My feed
Premium

Please
or
to access all these features

This topic is for sharing experiences of pregnancy choices; to debate the ethics of termination, visit our Politics or Chat forums.

MNHQ have commented on this thread

Pregnancy choices

have this baby

67 replies

user1990 · 06/09/2016 10:03

I don't know what to do, I have a 3year old and I have had a brief relationship and I have found out I'm pregnant. The baby's dad hasn't been in touch since I told him and I'm too scared to tell my mum as I've got no job, single and will have two children with no father for them. I don't know if I can face them going through a pregnancy alone when my parents will be so upset and ashamed. I always wanted another baby but I wanted it to be happy news in a relationship as last time I was only in a short relationship and my parents couldn't get over it, they are better now but they didn't have anything to do with me for two years and they are nice with my little one now but I can see they are still bothered about me not being in a stable relationship when I had her. She is amazing and I know I'm a good mum but I don't know what to do and was looking for some advice.

OP posts:
Report
Brenna24 · 06/09/2016 11:28

I also say stuff what your parents think. They will come round as they did last time when they have a lovely grandchild to get to know. It is none of their business. In terms of your older child, I am sure she would love having a wee brother or sister to play with. You sound like you are coping fine being a single mum. As long as you can feed, house and clothe them both and feel you can give them both what they need as a parent (and I see nothing in your post that says you don't think you can), then the decision really does come down to whether or not you want this baby. TO me it sounds like you do and that the only thing holding you back is the worry about what your parents and other people will think. Other people are not going to bat an eye - it is a common situation now. You are 24 and a Mum yourself, so your parents really should have limited say in your choices. I made several big choices when I was in my early 20s based on what my parents wanted knowing that otherwise they would go NC with me and be very upset with me. I regret them all. I am now nearly 40 and struggling with stress and anxiety in a job I hate, living in area I hate and apparently no longer able to have children. I'd give anything to turn the clock back and live my life for me. I am making big changes over the next couple of years to go and do (most of) the things I want but the scars are going to take a while to heal.
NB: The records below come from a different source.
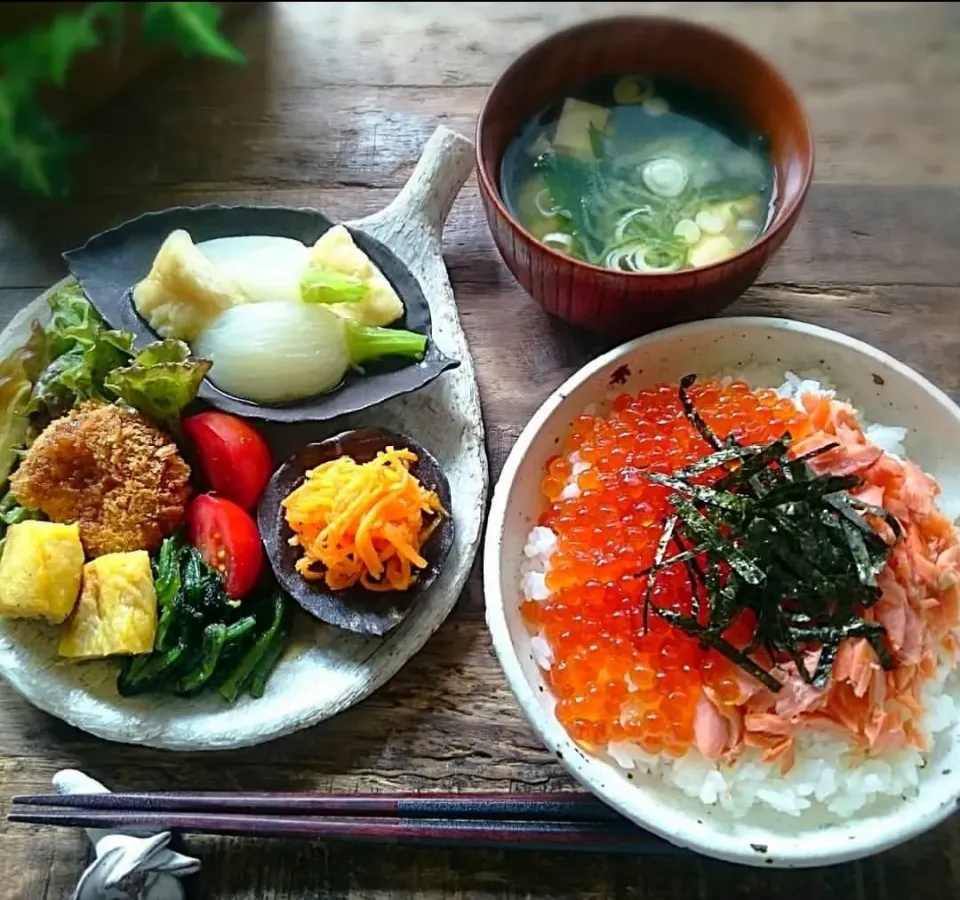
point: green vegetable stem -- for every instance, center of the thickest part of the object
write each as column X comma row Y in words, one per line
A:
column 802, row 559
column 204, row 639
column 367, row 342
column 320, row 285
column 33, row 150
column 258, row 662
Live your life for you and your child or children. that is the limit of your responsibility. And big hugs. It is a hard place to be in.

Report
Tryingtosaveup · 06/09/2016 11:28

No, I'm sorry but you are on benefits which means we are paying for your child not you. Having this second baby is irresponsible when you can't afford to bring it up.
I am not judging you, just stating the facts.

Report
MissElizaBennettsBookmark · 06/09/2016 11:30

It's not about your parents, OP. It's about what is best for you and your DD.

I could never turn my back on my DD if she became pregnant. That's because I love her and respect her life choices - even if they are not necessarily the choices I would have made. Because it's her life.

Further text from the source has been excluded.